An Uzbekistan Airways (search) official in Moscow, Eduard Mirzoyan, was quoted by the news agency Interfax as saying 36 people were aboard. One airport employee, who declined to give his name, said 32 passengers and five crew members were aboard the plane. He said no one was believed to have survived.

Richard Conroy, the senior United Nations official for Uzbekistan, was aboard the flight, said U.N. Development Program spokesman Bill Orme. He could not confirm if Conroy had died.

"We can confirm that he was on the plane," Orme said. "We are not aware of any other U.N. officials being on that flight."

Termez became a major hub for humanitarian aid into northern Afghanistan after the fall of the Taliban in late 2001, and aid workers and other foreigners commonly fly on flights between that city and the Uzbek capital. German troops have also been using the airport in Termez as a support base for peacekeeping troops in Afghanistan.

At the Tashkent Airport, Prime Minister Shavkat Mirziyayev and some aides approached a group of people waiting for the flight's arrival and led them into a nearby room. Later, a woman ran out of the room, crying "Oh, my beloved!"

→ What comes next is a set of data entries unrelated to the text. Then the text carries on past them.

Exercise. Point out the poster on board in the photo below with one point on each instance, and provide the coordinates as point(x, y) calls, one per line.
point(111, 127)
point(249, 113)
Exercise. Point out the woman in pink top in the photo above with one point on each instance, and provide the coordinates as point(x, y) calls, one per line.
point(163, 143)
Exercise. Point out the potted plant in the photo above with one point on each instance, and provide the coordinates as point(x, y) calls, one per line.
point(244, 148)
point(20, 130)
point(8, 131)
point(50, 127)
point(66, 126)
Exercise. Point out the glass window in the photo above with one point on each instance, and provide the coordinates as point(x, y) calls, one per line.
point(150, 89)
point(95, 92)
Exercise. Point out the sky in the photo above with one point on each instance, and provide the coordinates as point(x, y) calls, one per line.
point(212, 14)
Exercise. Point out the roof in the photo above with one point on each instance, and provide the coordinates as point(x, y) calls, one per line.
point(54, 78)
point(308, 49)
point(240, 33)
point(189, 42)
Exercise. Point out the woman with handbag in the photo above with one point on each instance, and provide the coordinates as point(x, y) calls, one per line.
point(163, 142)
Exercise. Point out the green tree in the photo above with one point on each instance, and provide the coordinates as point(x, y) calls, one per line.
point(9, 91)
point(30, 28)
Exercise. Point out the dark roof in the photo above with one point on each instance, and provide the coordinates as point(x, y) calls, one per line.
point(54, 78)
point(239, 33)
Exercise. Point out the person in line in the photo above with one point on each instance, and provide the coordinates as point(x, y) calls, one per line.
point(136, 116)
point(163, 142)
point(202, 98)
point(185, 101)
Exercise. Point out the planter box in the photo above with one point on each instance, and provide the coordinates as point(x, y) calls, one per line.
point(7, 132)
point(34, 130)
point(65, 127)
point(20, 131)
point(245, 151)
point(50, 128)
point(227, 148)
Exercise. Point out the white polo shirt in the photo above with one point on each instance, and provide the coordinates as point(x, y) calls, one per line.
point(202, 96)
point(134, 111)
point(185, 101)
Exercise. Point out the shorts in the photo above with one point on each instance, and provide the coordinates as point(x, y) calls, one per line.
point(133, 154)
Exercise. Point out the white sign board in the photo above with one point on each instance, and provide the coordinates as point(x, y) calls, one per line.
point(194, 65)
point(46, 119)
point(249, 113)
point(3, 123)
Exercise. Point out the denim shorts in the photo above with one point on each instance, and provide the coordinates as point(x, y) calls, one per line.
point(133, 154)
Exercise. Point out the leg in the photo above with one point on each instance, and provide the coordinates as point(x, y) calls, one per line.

The plane crashed on approach to the airport in heavy fog. The crash area was sealed off to the public, but one airport worker said the plane appeared to have hit a stanchion of approach lights and flipped over, hitting the outside of a wall surrounding the landing area.

The area adjacent to the landing area is a mixture of industrial buildings and open spaces. It was not clear whether any buildings were damaged in the crash.

Several hours after the crash, the airport announced that it was closed due to bad weather and that arriving flights were being diverted to Samarkand, about 200 miles to the southwest.